PARIS -- High inflation, the bugbear of the 1970s and '80s, is ancient history, and the world has actually entered a period of long-term disinflation.
A number of international economists are advancing this view. They say Western governments that persist in regarding inflation as the main enemy to sustained recovery are living in the past.
U.S. Federal Reserve Chairman Alan Greenspan suggested Wednesday that short-term interest rates may have to be raised again to stem inflation because America's economy has continued to grow faster than expected.
On the same day, the British government boosted its interest rates by half a percentage point against what it claimed was mounting pressure on prices from accelerating expansion.
France, Germany and several other European Union countries have warned they might start to raise rates again to keep a grip on inflation despite the fact none of them has so far experienced more than a modest and extremely uneven recovery from the slump.
In the United States, Sen.
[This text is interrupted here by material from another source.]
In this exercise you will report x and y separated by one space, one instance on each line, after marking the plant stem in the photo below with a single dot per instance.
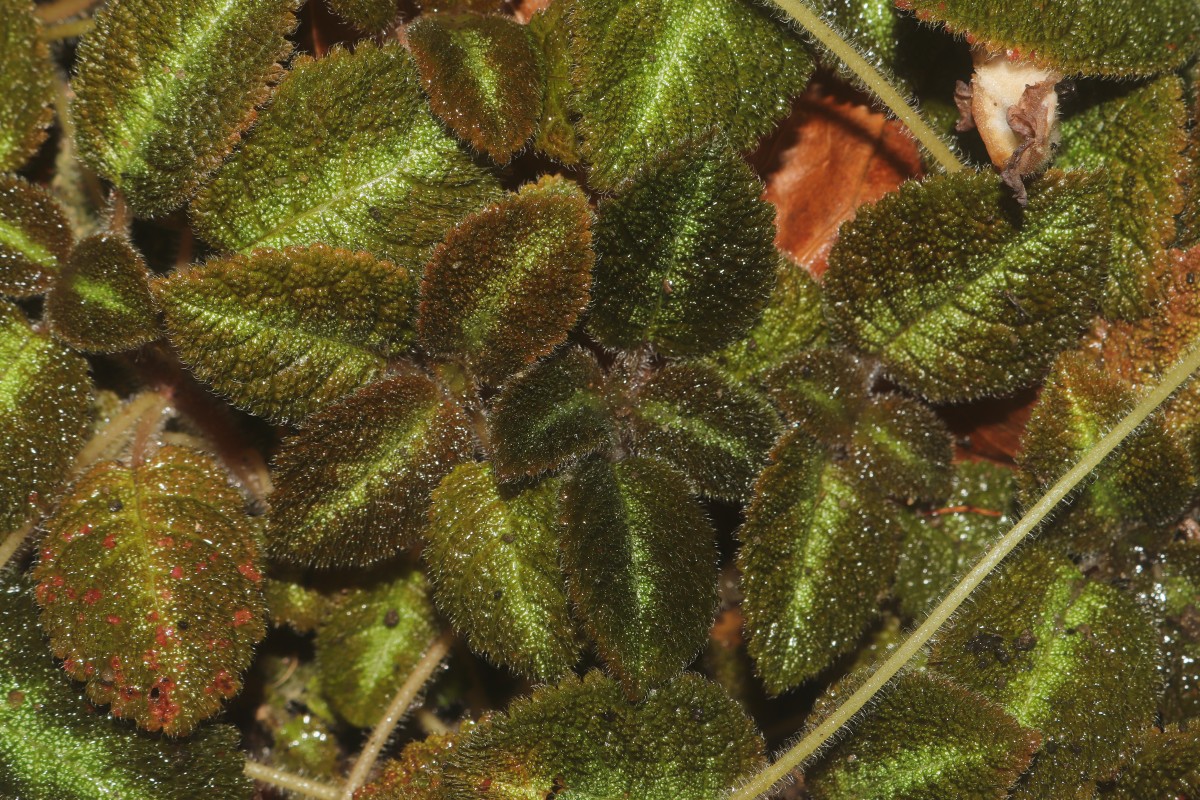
395 713
803 750
289 782
875 80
Connie Mack, R-Fla., soon to become chairman of the influential Joint Economic Committee of Congress, went so far last week as to call for a law requiring the Federal Reserve to make fighting inflation its first priority. Now, the emphasis is supposed to be on policies promoting full employment.
But the European experts who downplay any danger of surging inflation say the stress on holding it down is likely to prove unnecessary because of new factors that are changing the whole nature of the global economy.
"Like the French generals at the outset of World War II, most governments and central bankers are one war behind," says French economist Rene Laurier. "They are fighting the wrong enemy."
Having failed to foresee the havoc that double-digit inflation would sow in the '70s and '80s, government officials have now become "obsessed by an inflationary threat that they see around every corner, but which in reality is largely imaginary," Mr. Laurier adds.
In a new book, he predicts that rising productivity and continuing, relatively high unemployment in most advanced industrial countries are setting the scene for a prolonged period of stable, even falling prices.
"We may well be entering an age of unchanging prices similar to the period from the end of the Napoleonic wars in the early 19th century to the start of the World War I in 1914 and for some of the same reasons: competition from newly industrialized countries and the existence of a large reserve of available labor," he asserts.